In my own experience, I have been impressed with the fairness of the Wikipedia articles that I have seen.  But then again, I tend to look at articles on weird, off-the-wall subjects like Compsognathus and allied small predators of the late Jurassic Morrison Formation, in which maybe five people in all the world are keenly interested, and the systematics of Indo-European languages of Bronze-Age and early Iron-Age Anatolia, in which maybe three people in all the world are keenly interested.

But then again again (!), for those eight people at least, the way that those subjects can be presented in Wikipedia might most certainly be "controversial."

The examples of biased editing that you cite are all of them unethical, especially the one that assigns blame for the Alaskan native people's bankruptcy on themselves, not on the Exxon-Valdez oil spill.  But I was under the impression that biased descriptions and accounts tend not to last very long in most of the more frequently visited Wikipedia articles, precisely because they will be re-edited by readers with an opposing perspective, who will quickly be aware of bias.

Chickens deserve our true friendship! So do fish! So do other sentient beings! Let us learn to be kind.

IP addresses

In the future, I suspect such organizations will be more careful to make such changes from outside their own networks.

"Someone tell the co-op student to head over to an internet cafe and remove all this embarrassing stuff..."

a sibilant intake of breath

As for students ...

I have read of graduate-level courses in which an assignment is to compose an article for Wikipedia, relating to the subject of the course.  Probably that is a group project, and probably it is a work-in-progress carried on through much of the semester.  The professor's grade is based on the quality and professionalism of the article, of course.  But no doubt the students can launch the article without the professor's permission.

On the other hand, I have not read that any assignment involves having to edit a Wikipedia article already in existence.  But it would not surprise me if that has been happening.

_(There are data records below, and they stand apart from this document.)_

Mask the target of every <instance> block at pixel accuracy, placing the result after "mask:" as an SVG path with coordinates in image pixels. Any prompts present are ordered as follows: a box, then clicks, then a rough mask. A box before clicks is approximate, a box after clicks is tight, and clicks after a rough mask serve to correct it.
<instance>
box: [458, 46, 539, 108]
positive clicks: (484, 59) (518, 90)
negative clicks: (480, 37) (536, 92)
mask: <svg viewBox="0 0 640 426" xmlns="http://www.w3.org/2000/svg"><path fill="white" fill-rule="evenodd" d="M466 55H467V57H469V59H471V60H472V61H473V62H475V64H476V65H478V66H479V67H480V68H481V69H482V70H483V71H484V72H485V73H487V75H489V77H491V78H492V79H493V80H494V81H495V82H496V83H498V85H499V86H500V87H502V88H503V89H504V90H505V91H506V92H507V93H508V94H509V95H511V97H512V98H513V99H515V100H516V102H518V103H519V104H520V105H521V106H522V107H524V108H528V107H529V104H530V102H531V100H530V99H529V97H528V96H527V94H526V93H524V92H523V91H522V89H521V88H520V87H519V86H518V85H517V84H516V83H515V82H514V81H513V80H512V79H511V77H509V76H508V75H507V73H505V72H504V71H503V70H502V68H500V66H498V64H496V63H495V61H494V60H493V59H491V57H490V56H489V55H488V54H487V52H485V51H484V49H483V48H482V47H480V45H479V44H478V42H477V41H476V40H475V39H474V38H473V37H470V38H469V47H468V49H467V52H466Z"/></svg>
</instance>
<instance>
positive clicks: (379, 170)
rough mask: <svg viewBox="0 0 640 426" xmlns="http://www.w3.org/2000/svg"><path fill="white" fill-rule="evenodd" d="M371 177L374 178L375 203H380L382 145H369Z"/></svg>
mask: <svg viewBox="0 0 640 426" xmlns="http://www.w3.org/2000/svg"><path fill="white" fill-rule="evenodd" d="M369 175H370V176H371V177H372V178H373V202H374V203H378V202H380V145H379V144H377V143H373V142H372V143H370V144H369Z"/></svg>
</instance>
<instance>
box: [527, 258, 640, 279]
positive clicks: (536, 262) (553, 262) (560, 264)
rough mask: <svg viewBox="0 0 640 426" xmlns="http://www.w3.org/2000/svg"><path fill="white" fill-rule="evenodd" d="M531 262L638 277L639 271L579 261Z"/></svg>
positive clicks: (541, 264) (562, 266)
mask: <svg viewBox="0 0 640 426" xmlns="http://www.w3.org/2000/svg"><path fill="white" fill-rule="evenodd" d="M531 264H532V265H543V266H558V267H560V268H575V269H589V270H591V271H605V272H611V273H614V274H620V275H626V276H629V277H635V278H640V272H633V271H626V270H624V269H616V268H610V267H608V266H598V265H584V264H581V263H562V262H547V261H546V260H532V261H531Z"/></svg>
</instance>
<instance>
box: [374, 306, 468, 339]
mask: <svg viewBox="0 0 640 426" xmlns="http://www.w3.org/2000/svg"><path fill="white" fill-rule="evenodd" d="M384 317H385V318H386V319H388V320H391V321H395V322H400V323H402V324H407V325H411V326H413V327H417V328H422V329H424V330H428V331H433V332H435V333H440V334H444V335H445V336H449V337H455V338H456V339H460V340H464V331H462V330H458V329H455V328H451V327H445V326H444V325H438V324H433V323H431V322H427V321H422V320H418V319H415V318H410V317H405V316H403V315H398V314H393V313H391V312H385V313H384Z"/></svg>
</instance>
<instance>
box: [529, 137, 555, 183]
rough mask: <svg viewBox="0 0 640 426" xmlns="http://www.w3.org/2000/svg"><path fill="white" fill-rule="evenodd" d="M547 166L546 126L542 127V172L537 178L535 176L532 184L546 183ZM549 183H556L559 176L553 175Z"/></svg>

Could that sort of thing lead to mischief, misinformation and mayhem?  Oh, sure.  But the managers of Wikipedia seem confident that the public-forum aspect of the thing will sort out all that M,M&M stuff.  In time, at least.  Meanwhile, as with everything else online, it is reasonable to be suspicious.

Chickens deserve our true friendship! So do fish! So do other sentient beings! Let us learn to be kind.